Anyone who has tracked the outbreak of lawsuits challenging states’ education funding over the last several years knows about the Texas miracle: A few weeks ago, the Texas Supreme Court declared that educational “adequacy” is not synonymous with “more money.”

Need proof of divine intervention? First, states across the country have been losing adequacy suits like the one in Texas for years; just last February, New York’s Supreme Court ordered the state to increase education funding by a whopping $23.3 billion over four years.

Next, while people who realize that better schools don’t simply rise out of ever-bigger mountains of cash are accustomed to having their views relegated to dissenting opinions, they are never in the majority’s opinions — until now. Indeed, educational sanity could be found in both the Texas court’s minority and majority opinions.

According to the majority, “While the end-product of public education is related to the resources available for its use … more money does not guarantee better schools or more educated students.” The Court also accurately says that, “structural changes, and not merely increased funding, are needed in the public education system.”

Yet despite the wisdom of the majority, it was still the minority — lone dissenting justice Scott A. Brister — who cut to the chase. Brister noted that all the plaintiffs in the case were school districts, not parents, thus disqualifying the suit because the state constitution’s “education guarantee is a right that belongs to school children rather than school districts.”

The point was especially important because special interest groups entrenched in districts — administrators, teacher unions, etc. — are too often concerned with their desires, and block what Brister believes is essential to make education work: competition. “Even formerly communist countries recognize how efficiency is produced,” he observed, “not by higher taxes, and not be state control, but by freedom for competition.”

Having dodged a bullet, and with the Court’s opinion in hand, political leaders in Texas have begun formulating ways to fix the schools. Their suggestions include both good and bad ideas that are worth pondering by lawmakers of other states.
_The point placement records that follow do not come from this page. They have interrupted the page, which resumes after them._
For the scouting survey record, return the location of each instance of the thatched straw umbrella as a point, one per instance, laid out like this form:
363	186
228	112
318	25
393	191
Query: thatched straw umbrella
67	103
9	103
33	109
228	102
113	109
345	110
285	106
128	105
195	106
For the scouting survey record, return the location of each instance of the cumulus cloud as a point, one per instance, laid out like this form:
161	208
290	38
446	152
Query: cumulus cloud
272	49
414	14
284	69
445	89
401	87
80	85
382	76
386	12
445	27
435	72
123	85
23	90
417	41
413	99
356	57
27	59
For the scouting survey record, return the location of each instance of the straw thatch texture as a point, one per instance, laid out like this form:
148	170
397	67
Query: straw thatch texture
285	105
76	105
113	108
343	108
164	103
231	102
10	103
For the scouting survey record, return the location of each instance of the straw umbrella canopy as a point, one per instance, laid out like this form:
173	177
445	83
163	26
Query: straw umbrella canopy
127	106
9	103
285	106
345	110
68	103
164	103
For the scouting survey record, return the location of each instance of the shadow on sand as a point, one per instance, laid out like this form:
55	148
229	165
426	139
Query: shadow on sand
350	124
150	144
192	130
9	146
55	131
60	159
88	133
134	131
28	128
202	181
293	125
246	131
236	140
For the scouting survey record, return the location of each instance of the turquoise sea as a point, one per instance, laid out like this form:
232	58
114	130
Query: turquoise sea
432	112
First the good. Rep. Kent Grusendorf, an Arlington Republican who chairs the House education committee, said his committee will look at a number of reforms, including school choice, merit pay for teachers, and curbing school district lobbying.

All these should please both the Court and Texans who truly care about quality education. A choice plan that gives money to parents rather than districts would require schools to compete for pupils, forcing them to improve their product or go out of business. Merit pay would encourage teachers to excel because they would finally be paid accordingly. Finally, forbidding districts to use taxpayer dollars to lobby for yet more public money would at last provide relief for beleaguered taxpayers.

Unfortunately, Grusendorf is also contemplating one move that could cancel out all his good plans: district consolidation. On the grounds that having over 1,000 school districts makes Texas education financially inefficient, Grusendorf and others want to collapse small districts into bigger entities.

They should be warned: Historically, district consolidation has produced little overall benefit, even if it has created some economies of scale. Indeed, nationwide the number of school districts shrank from over 40,000 in 1960 to fewer than 14,600 today. Has national academic performance improved or money been saved? Hardly. Scores have stagnated while funding per pupil has skyrocketed.

The biggest problem with consolidation is that it produces more and more mega-districts like the Houston Independent School District (HISD), exactly the kind of monster that exists more to perpetuate itself than to serve students. As Terry Abbott, an HISD spokesman, unwittingly illustrated in a Nov. 30 Houston Chronicle article: “We are the largest employer in Houston, with 30,000 employees. We have one of the largest transportation operations in the state, with 1,015 school buses that travel 20 million miles a year. We are a very large, complex organization and it is essential that we have a strong presence in Austin to make sure that the needs of our children, our teachers and our taxpayers are met.”

With 30,000 employees relying on the district to make their living, transportation companies running over 1,000 buses, and countless other contractors clamoring for more projects and more money, who should we believe lobbyists really represent? If it is the children it would be yet another, much bigger, miracle.